La société zougoise, l’un des plus grands négociants mondiaux de matières premières, a notamment chargé du pétrole irakien sous l’égide de l’ONU.
Au cours officiel de l’époque, 12 millions de barils équivaudraient à quelque 240 millions de dollars. A Zoug, "Glencore rejette avec la plus grande fermeté" les allégations d’Al Mada, "dénuées de tout fondement" et "tient absolument à préciser n’avoir jamais négocié de pétrole irakien hors du programme de l’ONU Pétrole contre nourriture."
Selon Al Mada, qui se fonde sur des documents de la régie d’Etat irakienne de commercialisation du pétrole SOMO, les autres sociétés domiciliées en Suisse et au Liechtenstein se seraient partagé douze autres millions de barils, à raison d’un à deux millions chacune.
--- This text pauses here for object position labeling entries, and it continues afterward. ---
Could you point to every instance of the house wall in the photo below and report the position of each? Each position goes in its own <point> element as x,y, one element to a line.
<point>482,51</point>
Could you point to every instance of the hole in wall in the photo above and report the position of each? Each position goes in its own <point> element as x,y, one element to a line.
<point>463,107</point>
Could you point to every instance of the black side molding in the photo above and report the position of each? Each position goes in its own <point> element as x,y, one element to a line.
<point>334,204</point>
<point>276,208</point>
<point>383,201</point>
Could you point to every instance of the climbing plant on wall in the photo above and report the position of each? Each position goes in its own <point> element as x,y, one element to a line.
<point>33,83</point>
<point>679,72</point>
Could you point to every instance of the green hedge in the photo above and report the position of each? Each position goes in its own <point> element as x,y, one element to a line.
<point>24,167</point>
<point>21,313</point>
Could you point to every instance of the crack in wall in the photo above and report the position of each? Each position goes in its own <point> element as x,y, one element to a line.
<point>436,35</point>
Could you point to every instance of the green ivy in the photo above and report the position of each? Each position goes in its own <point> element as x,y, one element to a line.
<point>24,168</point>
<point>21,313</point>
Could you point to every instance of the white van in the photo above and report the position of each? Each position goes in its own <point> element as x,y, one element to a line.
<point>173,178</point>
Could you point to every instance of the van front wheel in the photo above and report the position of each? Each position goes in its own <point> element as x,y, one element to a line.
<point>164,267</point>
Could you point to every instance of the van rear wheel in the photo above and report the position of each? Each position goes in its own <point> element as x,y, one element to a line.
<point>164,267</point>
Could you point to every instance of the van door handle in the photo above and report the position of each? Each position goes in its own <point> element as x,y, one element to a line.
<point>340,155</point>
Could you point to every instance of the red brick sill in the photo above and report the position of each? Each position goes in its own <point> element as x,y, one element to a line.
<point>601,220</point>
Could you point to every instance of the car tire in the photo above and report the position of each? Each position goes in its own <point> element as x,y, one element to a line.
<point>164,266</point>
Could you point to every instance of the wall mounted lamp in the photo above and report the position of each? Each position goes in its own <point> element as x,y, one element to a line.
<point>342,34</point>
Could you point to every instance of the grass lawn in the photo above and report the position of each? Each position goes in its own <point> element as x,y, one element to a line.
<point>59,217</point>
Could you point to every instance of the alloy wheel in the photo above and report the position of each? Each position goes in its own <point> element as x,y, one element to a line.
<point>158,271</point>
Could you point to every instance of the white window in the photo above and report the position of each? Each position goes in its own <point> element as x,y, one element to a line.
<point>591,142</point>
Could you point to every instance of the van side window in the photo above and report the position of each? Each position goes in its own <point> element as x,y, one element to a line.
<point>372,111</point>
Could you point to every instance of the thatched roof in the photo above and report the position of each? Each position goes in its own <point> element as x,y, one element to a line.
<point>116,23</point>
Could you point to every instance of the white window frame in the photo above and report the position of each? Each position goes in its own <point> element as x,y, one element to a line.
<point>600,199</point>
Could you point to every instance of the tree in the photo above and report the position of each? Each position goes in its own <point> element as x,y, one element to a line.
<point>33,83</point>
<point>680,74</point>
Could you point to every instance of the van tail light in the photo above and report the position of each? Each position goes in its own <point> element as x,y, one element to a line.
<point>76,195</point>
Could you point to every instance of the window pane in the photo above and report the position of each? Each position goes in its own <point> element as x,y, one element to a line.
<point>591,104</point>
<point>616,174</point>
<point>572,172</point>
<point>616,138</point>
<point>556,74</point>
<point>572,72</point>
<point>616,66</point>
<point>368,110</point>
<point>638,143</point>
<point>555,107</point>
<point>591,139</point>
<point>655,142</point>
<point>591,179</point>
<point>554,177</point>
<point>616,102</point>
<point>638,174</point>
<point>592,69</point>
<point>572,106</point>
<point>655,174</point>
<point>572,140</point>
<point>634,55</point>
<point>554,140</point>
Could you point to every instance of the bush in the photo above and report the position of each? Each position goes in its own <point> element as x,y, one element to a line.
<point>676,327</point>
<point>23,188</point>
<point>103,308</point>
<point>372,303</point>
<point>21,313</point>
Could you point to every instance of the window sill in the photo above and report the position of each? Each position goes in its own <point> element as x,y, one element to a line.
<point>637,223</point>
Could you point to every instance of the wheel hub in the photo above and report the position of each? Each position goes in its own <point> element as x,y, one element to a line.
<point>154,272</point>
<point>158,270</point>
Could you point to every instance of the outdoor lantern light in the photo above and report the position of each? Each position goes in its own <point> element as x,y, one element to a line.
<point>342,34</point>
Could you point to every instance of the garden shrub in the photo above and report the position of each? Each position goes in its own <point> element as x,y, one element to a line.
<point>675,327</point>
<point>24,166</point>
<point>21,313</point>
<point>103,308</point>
Parmi elles, le journal nomme clairement Medea, Delta Service, Lakia, Taurus, Petrogaz, Alcon et Fenar. L’identité de trois autres firmes suisses, transcrite phonétiquement, reste l’objet de supputations offusquées, blasées ou amusées, au gré des interlocuteurs interrogés.
Sociétés genevoises
A Genève, la société Taurus, la première en Suisse à avoir acheté du pétrole irakien depuis la chute du régime de Saddam Hussein, repousse ces accusations d’un revers de la main : "Comment voulez-vous que nous ayons fait quoi que ce soit d’illégal, si cela devait compromettre la reprise de nos activités en Irak ?" rétorque un employé sous couvert d’anonymat.
Ses patrons précisent : "Al Mada n’accuse pas Taurus Petroleum Ltd d’avoir agi en dehors du programme onusien pétrole contre nourriture" et "le premier contrat de Taurus Petroleum avec l’Irak remonte à juillet 2003, après la dernière guerre". Si c’est vrai pour Taurus Petroleum Ltd, inscrite au registre du commerce de Genève le 20 janvier 2003, la question reste posée pour Taurus Petroleum SA, fondée à Genève en décembre 1993, entre-temps rebaptisée Sunset PetroleumSA en liquidation. L’ancienne et la nouvelle Taurus sont à la même adresse et avaient le même administrateur unique jusqu’à son décès à l’automne dernier.
Vue de Genève
Le Français Richard Meynis de Paulin de Petrogaz Distribution, une autre genevoise très sollicitée par les médias, récite d’un trait : "Je démens totalement toutes ces allégations. Nous avons toujours travaillé avec l’accord des autorités suisses et des Nations Unies."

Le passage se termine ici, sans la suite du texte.